Wang Hui-Chih, Chiang Wen-Chu, Chen Shey-Ying, Ke Yi-Ling, Chi Chun-Lin, Yang Chih-Wei, Lin Pei-Ching, Ko Patrick Chow-In, Wang Yao-Cheng, Tsai Tsung-Che, Huang Chien-Hwa, Hsiung Kuan-Hwa, Ma Matthew Huei-Ming, Chen Shyr-Chyr, Chen Wen-Jone, Lin Fang-Yue
Department of Emergency Medicine, National Taiwan University Hospital, Taipei, Taiwan.
Resuscitation. 2007 Sep;74(3):453-60. doi: 10.1016/j.resuscitation.2007.01.018. Epub 2007 Mar 26.
The quality of cardiopulmonary resuscitation (CPR) plays a crucial role in saving lives from out-of-hospital cardiac arrest (OHCA). Previous studies have identified sub-optimal CPR quality in the prehospital settings, but the causes leading to such deficiencies were not fully elucidated.
This prospective study was conducted to identify operator- and ambulance-related factors affecting CPR quality during ambulance transport; and to assess the effectiveness of mechanical CPR device in such environment.
A digital video-recording system was set up in two ambulances in Taipei City to study CPR practice for adult, non-traumatic OHCAs from January 2005 to March 2006. Enrolled patients received either manual CPR or CPR by a mechanical device (Thumper). Quality of CPR in terms of (1) adequacy of chest compressions, (2) instantaneous compression rates, and (3) unnecessary no-chest compression interval, was assessed by time-motion analysis of the videos.

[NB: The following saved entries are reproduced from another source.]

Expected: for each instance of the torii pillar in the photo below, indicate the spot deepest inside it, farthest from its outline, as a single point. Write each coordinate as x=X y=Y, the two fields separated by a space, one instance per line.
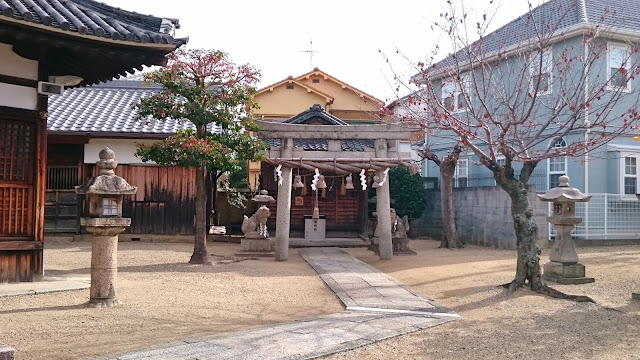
x=283 y=214
x=383 y=208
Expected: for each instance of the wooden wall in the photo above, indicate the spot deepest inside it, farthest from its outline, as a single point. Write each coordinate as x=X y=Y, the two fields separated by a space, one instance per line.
x=164 y=203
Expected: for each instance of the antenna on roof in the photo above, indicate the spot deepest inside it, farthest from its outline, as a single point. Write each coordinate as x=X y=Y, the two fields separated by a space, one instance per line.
x=310 y=52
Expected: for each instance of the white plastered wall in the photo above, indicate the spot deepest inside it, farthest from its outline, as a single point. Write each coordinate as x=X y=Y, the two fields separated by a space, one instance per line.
x=16 y=96
x=123 y=148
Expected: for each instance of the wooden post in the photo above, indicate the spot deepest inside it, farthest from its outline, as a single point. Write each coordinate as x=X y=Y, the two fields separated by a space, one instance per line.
x=283 y=212
x=383 y=208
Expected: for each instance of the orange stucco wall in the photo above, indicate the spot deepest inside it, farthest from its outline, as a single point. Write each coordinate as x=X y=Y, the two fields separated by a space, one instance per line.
x=287 y=103
x=345 y=99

A total of 20 ambulance resuscitations were included. Compared to the manual group (n=12), the Thumper group (n=8) had similar no-chest compression interval (33.40% versus 31.63%, P=0.16); significantly lower average chest compression rate (113.3+/-47.1 min(-1) versus 52.3+/-14.2 min(-1), P<0.05), average chest compression rate excluding no-chest compression interval (164.2+/-43.3 min(-1) versus 77.2+/-6.9 min(-1), P<0.05), average ventilation rate (16.1+/-4.9 min(-1) versus 11.7+/-3.5 min(-1), P<0.05); and longer no-chest compression interval before getting off the ambulance (5.7+/-9.9s versus 18.7+/-9.1s, P<0.05). The majority of the no-chest compression interval was considered operator-related; only 15.3% was caused by ambulance related factors.

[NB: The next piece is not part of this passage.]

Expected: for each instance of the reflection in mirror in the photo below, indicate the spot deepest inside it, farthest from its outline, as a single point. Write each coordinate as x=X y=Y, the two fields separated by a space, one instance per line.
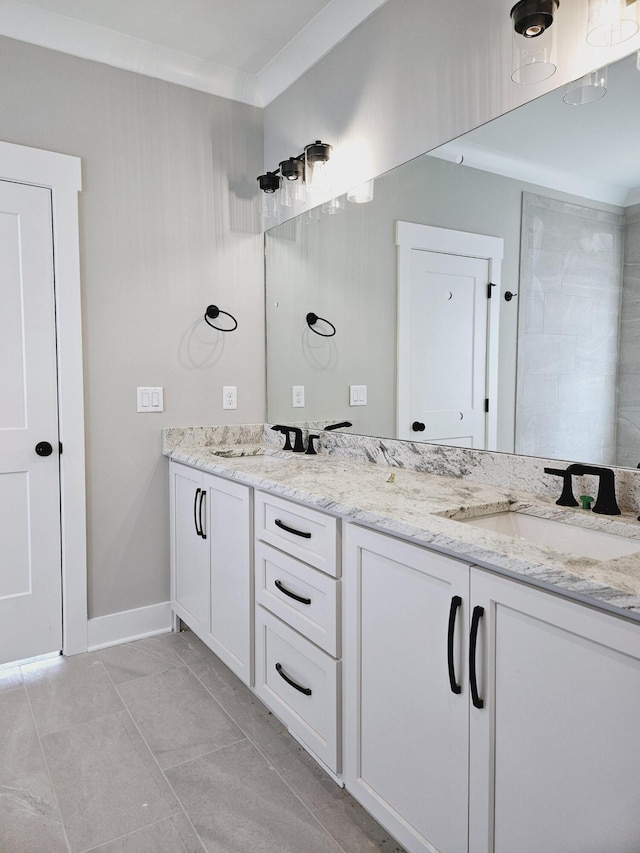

Many unnecessary no-chest compression intervals were identified during ambulance CPR, and most of this was operator, rather than ambulance related. Though a mechanical device could minimise the no-chest compression intervals after activation, it took considerable time to deploy in a system with short transport time. Human factors remained the most important cause of poor CPR quality. Ways to improve the CPR quality in the ambulance warrant further study.
心肺复苏(CPR)的质量在挽救院外心脏骤停(OHCA)患者生命中起着关键作用。以往研究已发现院前环境中心肺复苏质量未达最佳,但导致此类不足的原因尚未完全阐明。
本前瞻性研究旨在确定在救护车转运期间影响心肺复苏质量的操作员和救护车相关因素;并评估在这种环境下机械心肺复苏设备的有效性。
在台北市的两辆救护车上设置了数字视频记录系统,以研究2005年1月至2006年3月期间成人非创伤性院外心脏骤停的心肺复苏实践。纳入的患者接受手动心肺复苏或通过机械装置(Thumper)进行心肺复苏。通过对视频的时间动作分析,评估心肺复苏在以下方面的质量:(1)胸外按压的充分性,(2)即时按压速率,以及(3)不必要的无胸外按压间隔。
共纳入20例救护车复苏病例。与手动组(n = 12)相比,Thumper组(n = 8)的无胸外按压间隔相似(33.40%对31.63%,P = 0.16);平均胸外按压速率显著更低(113.3±47.1次/分钟对52.3±14.2次/分钟,P < 0.(此处原文有误,推测是P < 0.05)),排除无胸外按压间隔后的平均胸外按压速率(164.2±43.3次/分钟对77.2±6.9次/分钟,P < 0.05),平均通气速率(16.1±4.9次/分钟对11.7±3.5次/分钟,P < 0.05);以及下车前无胸外按压间隔更长(5.(此处原文有误,推测是5.7)±9.9秒对18.7±9.1秒,P < 0.05)。大多数无胸外按压间隔被认为与操作员相关;只有15.3%是由救护车相关因素引起的。
在救护车心肺复苏期间发现了许多不必要的无胸外按压间隔,且大多数与操作员而非救护车相关。尽管机械装置在启动后可将无胸外按压间隔减至最小,但在转运时间短的系统中部署需要相当长的时间。人为因素仍然是心肺复苏质量差最重要的原因。改善救护车中心肺复苏质量的方法值得进一步研究。